Development and Optimization of YOLOv12 for Autonomous Vehicle Navigation Systems

Authors

  • Dian Ramadhani Universitas Riau
  • Muhammad Muttakin Universitas Riau
  • Hidayat Hatta Irsyad Universitas Riau
  • Edi Susilo Universitas Riau
  • Rahmat Rizal Andi Universitas Riau

DOI:

https://doi.org/10.57152/malcom.v6i2.2634

Keywords:

Autonomous Vehicles, Computer Vision, Intelligent Transportation Systems, Object Detection, YOLOv12

Abstract

This study develops and enhances a YOLOv12-based object detection model for autonomous vehicle perception on Indonesian highways, addressing limitations of earlier research that lacked realistic traffic scenarios and field validation. The Roboflow dataset contains 29 object classes, including vehicles, pedestrians, and traffic signs, with existing annotations. Preprocessing included data quality assessment, image resizing, dataset split validation, annotation format conversion, and data augmentation to improve training performance. Eight training configurations were evaluated by varying learning rate, batch size, and optimizer.

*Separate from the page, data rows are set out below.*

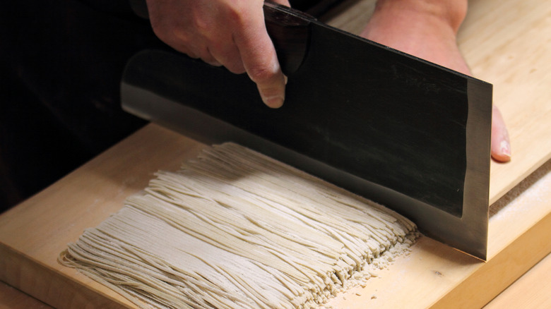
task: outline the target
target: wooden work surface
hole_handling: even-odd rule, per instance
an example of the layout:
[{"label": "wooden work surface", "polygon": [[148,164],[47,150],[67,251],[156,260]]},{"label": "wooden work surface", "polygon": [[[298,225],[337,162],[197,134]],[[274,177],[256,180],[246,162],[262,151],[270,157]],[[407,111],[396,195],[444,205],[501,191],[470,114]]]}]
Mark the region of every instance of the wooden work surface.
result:
[{"label": "wooden work surface", "polygon": [[[340,26],[340,18],[348,16],[341,28],[357,32],[365,21],[357,7],[369,11],[372,3],[339,8],[342,13],[331,23]],[[475,75],[494,84],[513,147],[511,162],[491,166],[490,201],[499,200],[491,207],[488,262],[422,237],[365,288],[335,299],[334,308],[480,308],[551,251],[551,164],[545,164],[551,157],[549,16],[548,1],[471,1],[459,37]],[[131,307],[61,267],[57,255],[84,229],[120,209],[155,171],[177,169],[203,147],[149,125],[4,213],[0,280],[56,308]]]}]

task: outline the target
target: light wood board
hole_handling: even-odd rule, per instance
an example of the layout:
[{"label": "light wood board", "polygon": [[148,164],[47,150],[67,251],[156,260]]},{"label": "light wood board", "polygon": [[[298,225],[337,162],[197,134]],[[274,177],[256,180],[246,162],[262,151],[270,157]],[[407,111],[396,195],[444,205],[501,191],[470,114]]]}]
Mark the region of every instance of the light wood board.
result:
[{"label": "light wood board", "polygon": [[[353,6],[348,10],[342,16],[357,12]],[[367,21],[350,16],[350,25]],[[494,84],[494,102],[511,138],[513,161],[492,164],[492,202],[551,157],[549,16],[548,1],[471,1],[461,30],[461,49],[475,75]],[[131,307],[117,293],[59,265],[57,255],[84,229],[120,209],[155,171],[177,169],[203,147],[148,126],[3,214],[0,279],[56,308]],[[487,262],[423,237],[409,255],[381,271],[365,289],[336,299],[335,307],[482,307],[551,251],[549,170],[547,164],[533,177],[537,181],[523,184],[528,190],[516,199],[507,197],[494,211]]]}]

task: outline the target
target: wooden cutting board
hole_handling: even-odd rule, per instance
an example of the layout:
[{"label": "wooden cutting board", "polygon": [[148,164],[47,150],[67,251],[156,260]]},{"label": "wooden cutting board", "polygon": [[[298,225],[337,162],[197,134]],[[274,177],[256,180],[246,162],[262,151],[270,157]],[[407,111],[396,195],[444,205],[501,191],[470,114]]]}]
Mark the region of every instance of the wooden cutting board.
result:
[{"label": "wooden cutting board", "polygon": [[[357,15],[357,6],[372,2],[347,4],[329,23],[338,25],[348,14],[341,28],[358,32],[367,16]],[[513,147],[511,162],[491,166],[491,202],[510,193],[492,207],[489,261],[422,237],[365,288],[334,300],[334,308],[480,308],[551,252],[551,164],[545,164],[551,157],[551,2],[544,2],[471,1],[460,33],[474,74],[494,84]],[[61,267],[57,255],[145,188],[155,171],[177,169],[203,147],[149,125],[2,214],[0,279],[56,308],[132,308]],[[538,169],[522,190],[511,190]]]}]

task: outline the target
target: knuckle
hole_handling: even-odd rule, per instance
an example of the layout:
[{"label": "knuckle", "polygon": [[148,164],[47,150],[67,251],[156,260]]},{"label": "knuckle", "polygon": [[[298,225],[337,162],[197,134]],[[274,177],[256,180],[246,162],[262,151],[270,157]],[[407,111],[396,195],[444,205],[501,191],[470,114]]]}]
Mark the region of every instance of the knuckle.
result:
[{"label": "knuckle", "polygon": [[263,83],[272,79],[276,72],[269,66],[255,65],[249,68],[247,73],[253,81]]}]

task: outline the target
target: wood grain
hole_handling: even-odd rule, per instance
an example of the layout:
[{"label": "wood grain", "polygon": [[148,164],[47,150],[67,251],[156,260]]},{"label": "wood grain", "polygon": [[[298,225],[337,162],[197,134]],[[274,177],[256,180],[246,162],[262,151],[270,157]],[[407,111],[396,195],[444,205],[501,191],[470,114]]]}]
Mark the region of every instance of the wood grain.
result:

Initial comparisons showed YOLOv12 significantly outperformed SSD, achieving mAP50 of 0.978 and mAP50–95 of 0.831, compared to SSD’s 0.816 and 0.639. SGD consistently provided more stable and accurate performance than Adam. The best model used SGD with a learning rate of 0.001 and batch size of 16, achieving precision of 0.952, recall of 0.955, mAP50 of 0.974, and mAP50–95 of 0.834. Field testing confirmed strong detection of pedestrians and traffic signs, although challenges remained with small and overlapping objects. Future work should improve small-object detection, expand dataset diversity, and explore advanced architectures or hybrid optimization strategies. These findings support YOLOv12 as a reliable foundation for safer, more efficient self-driving perception systems tailored to Indonesia’s complex road environments in real conditions.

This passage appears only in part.